The pleaded cases in this case can be broadly distinguished into two categories, Right of Way and Ownership of the Upper Track. 

 

Right Of Way 

In reality, the issue in regard to the right of way dispute has been broadly narrowed, as Mr Nunn was not perusing his claim to a vehicular right of way by prescription. 

The only remaining claim was to establish whether, subject to any estoppel that may be argued, a private vehicular right to the Upper Track under s67 (5) and (7) of the Natural Environment and Rural Communities Act 2006 could be established, on the basis that, alongside it, either the Lower Track or the Pitch formed part of the former public highway for mechanically propelled vehicles (MPV’s).  Such a road was known to have existed in 1800 because it was specifically identified in a Turnpike Act, but only for the purposes of giving the Turnpike Trustees powers to discontinue it and to stop it up after the construction of a new road. 

 

Ownership of the Track 

In order for Mr Price to allege that Mr Nunn’s use of the Upper Track amounted to trespass, Mr Price would have to claim ownership of the Upper Track. Mr Price claims ownership of the whole of the Upper Track, or alternatively, ownership up to the centre line. The basis of this claim is various conveyances from which title to the farm has been derived. Mr Nunn denies this claim on the basis that at no time before 10 December 1919 (one of the conveyances relied upon), did the Upper Track form part of the estate of which the Farm was part of. 

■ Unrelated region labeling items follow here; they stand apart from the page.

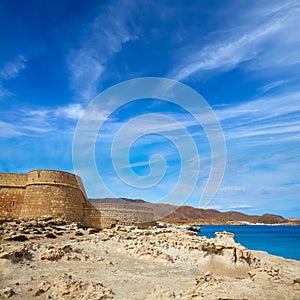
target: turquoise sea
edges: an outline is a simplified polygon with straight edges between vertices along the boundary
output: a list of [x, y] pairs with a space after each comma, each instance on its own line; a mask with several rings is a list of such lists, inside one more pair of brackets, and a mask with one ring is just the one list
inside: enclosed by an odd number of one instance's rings
[[300, 226], [210, 225], [201, 226], [198, 235], [212, 238], [217, 231], [234, 233], [235, 241], [248, 249], [300, 260]]

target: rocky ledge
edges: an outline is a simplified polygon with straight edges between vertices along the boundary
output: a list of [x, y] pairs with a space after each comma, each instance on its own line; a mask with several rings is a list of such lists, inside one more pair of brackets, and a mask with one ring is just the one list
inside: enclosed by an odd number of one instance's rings
[[164, 225], [95, 230], [64, 220], [0, 225], [0, 298], [300, 299], [300, 262]]

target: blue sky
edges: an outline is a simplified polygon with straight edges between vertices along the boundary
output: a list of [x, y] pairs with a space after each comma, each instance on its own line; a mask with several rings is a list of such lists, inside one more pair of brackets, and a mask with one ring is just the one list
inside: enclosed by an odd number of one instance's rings
[[[226, 171], [207, 207], [300, 217], [297, 1], [3, 0], [0, 28], [1, 171], [73, 172], [76, 124], [94, 97], [124, 80], [164, 77], [201, 94], [223, 128]], [[113, 169], [118, 160], [110, 146], [131, 118], [150, 113], [142, 130], [157, 134], [136, 140], [129, 160], [145, 176], [151, 156], [160, 154], [165, 160], [153, 156], [153, 166], [162, 163], [166, 173], [157, 186], [133, 188]], [[95, 146], [99, 173], [120, 197], [157, 201], [176, 185], [178, 149], [156, 128], [174, 136], [178, 128], [168, 119], [162, 125], [155, 113], [176, 119], [197, 144], [200, 175], [186, 204], [198, 206], [210, 170], [209, 141], [193, 117], [160, 100], [112, 112]], [[195, 157], [183, 163], [192, 172]], [[90, 197], [106, 196], [80, 175]]]

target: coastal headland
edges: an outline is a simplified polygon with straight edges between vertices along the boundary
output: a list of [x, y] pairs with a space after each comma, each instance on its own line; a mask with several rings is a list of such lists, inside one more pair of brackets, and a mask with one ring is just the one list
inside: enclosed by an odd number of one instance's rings
[[51, 218], [0, 230], [0, 298], [300, 298], [299, 261], [248, 250], [227, 232], [208, 239], [180, 225], [99, 230]]
[[[1, 299], [300, 298], [299, 261], [249, 250], [230, 232], [209, 239], [186, 226], [201, 214], [212, 222], [247, 215], [89, 200], [80, 178], [47, 170], [1, 173], [0, 200]], [[154, 222], [159, 213], [169, 223]]]

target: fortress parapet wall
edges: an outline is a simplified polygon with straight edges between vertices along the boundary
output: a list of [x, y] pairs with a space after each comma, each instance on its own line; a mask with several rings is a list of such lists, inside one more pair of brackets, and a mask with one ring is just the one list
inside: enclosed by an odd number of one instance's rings
[[[103, 211], [102, 211], [103, 209]], [[63, 171], [0, 172], [0, 219], [62, 218], [83, 226], [153, 222], [153, 210], [132, 205], [93, 206], [80, 177]]]
[[152, 208], [127, 204], [94, 204], [102, 216], [116, 220], [119, 224], [154, 224]]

The Court will need to establish as to whether Mr Price is estopped or barred from perusing a claim to ownership of the Upper Track as a result of previous proceedings, and the judgement previously handed down by HHJ Cridlan. If it is found Mr Price is not barred from bringing this claim, the Court are to ascertain whether ownership can be established for the Upper Track in its whole, or alternatively, for the Upper Track to its centre line. 

Decision

Judgement 

This case has a litigation history of over half a century, with His Honour Judge Russen KC having a vast history of previous cases to consider when reaching a Judgement. The ultimate conclusion was that the farm owned the road up to its centre line, applying the ad medium filum presumption that establishes that the owner of land abutting a highway or watercourse generally also owns up to the median line (‘ad medium filum’) of the road. 

His Honour Judge Russen KC acknowledged that relevant parts of the track had formed part of the road in 1800 and it could not be presumed that the highway had been ‘stopped up’ (the highway land ceases to be a highway, road or footpath i.e. the highway rights are extinguished in law), however, Mr Nunn was unable to establish that any private right of way had arisen under section 67 of the Natural Environment and Rural Communities Act 2006. 

Comments

Whilst this Judgement concludes some of the longest litigation recorded and spreads across some 400 paragraphs, the facts of this case boil down to whether or not a vehicular public or private right of way can be established, and details with the matter of establishing ownership of roads. 

This case underscores the necessity for clarity and precision in conveyancing, as well as the importance of adhering to the law. When the law is not executed properly, this case uniquely highlights the scale of issues that may arise.